Bien que, en juillet 2016, la Cour permanente d’arbitrage de La Haye ait estimé que ses prétentions en mer de Chine méridionale n’avaient « aucun fondement juridique », Pékin a continué à pratiquer la politique du fait accompli en aménageant plusieurs récifs des archipels Spratleys et Paracels à des fins militaires, c’est à dire en y installant des capacités d’interdiction et de déni d’accès [A2/AD].

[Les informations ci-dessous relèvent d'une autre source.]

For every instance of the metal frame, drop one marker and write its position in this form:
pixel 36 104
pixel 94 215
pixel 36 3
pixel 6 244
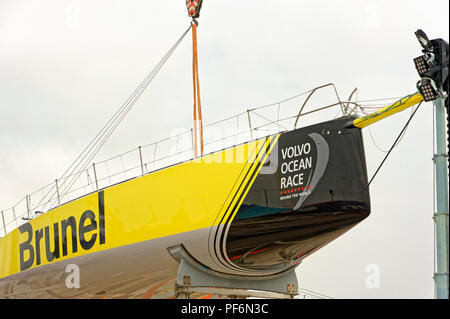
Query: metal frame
pixel 193 277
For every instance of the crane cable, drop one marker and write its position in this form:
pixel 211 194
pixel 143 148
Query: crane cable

Concrètement, cela signifie que la Chine est en mesure de contrôler l’accès de cette région qualifiée de stratégique étant donné qu’elle est située à un carrefour de routes maritimes essentielles pour le commerce maritime mondial et que ses fonds marins seraient riches en ressources naturelles (pétrole, gaz, poissons, etc).
Cette attitude chinoise remet en cause le principe de la « primauté du droit », en particulier le respect de la Convention des Nations unies sur le droit de la mer, ainsi que celui du dialogue visant à trouver une solution pacifique aux contentieux, qu’ils soient territoriaux ou non.

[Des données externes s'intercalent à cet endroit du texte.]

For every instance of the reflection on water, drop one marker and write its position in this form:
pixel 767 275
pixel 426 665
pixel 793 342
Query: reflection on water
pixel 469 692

Pour défendre la liberté de navigation, tant sur mer que dans les airs, les États-Unis mènent des opérations dites FONOPs [Freedom of navigation operation]. Si les navires français se contentent de traverser la mer de Chine méridionale, les bâtiments américains naviguent à moins de 12 milles des récifs qui, revendiqués par la Chine, accueillent des capacités A2/AD. En outre, le Pentagone y envoient régulièrement des avions de patrouille maritime P-8 Poseidon, voire des bombardiers stratégiques [comme cela a encore été le cas le 26 septembre, avec des appareils japonais, ndlr] survoler les zones contestées.
Pour rappel, l’article 3 de la Convention de la mer indique que « tout État a le droit de fixer la largeur de sa mer territoriale, cette largeur ne dépasse pas 12 milles marins mesurés à partir de lignes de base établies conformément à la Convention. » Franchir cette limite signifie que la souveraineté de la Chine sur les îlots en question n’est pas reconnue.
Généralement, Pékin réagit à ces opérations en dénonçant le « comportement provocateur » des forces américaines, tout en assurant prendre « les mesures nécessaires pour y faire face efficacement. »
Mais depuis quelques temps, la marine chinoise semble réagir promptement. En août, le navire d’assaut amphibie britannique HMS Albion a dû faire face à une frégate et à deux hélicoptères chinois alors qu’il s’était approché à moins de 12 milles d’in îlot de l’archipel des Paracels. Mais cela ne donna pas lieu à d’incidents.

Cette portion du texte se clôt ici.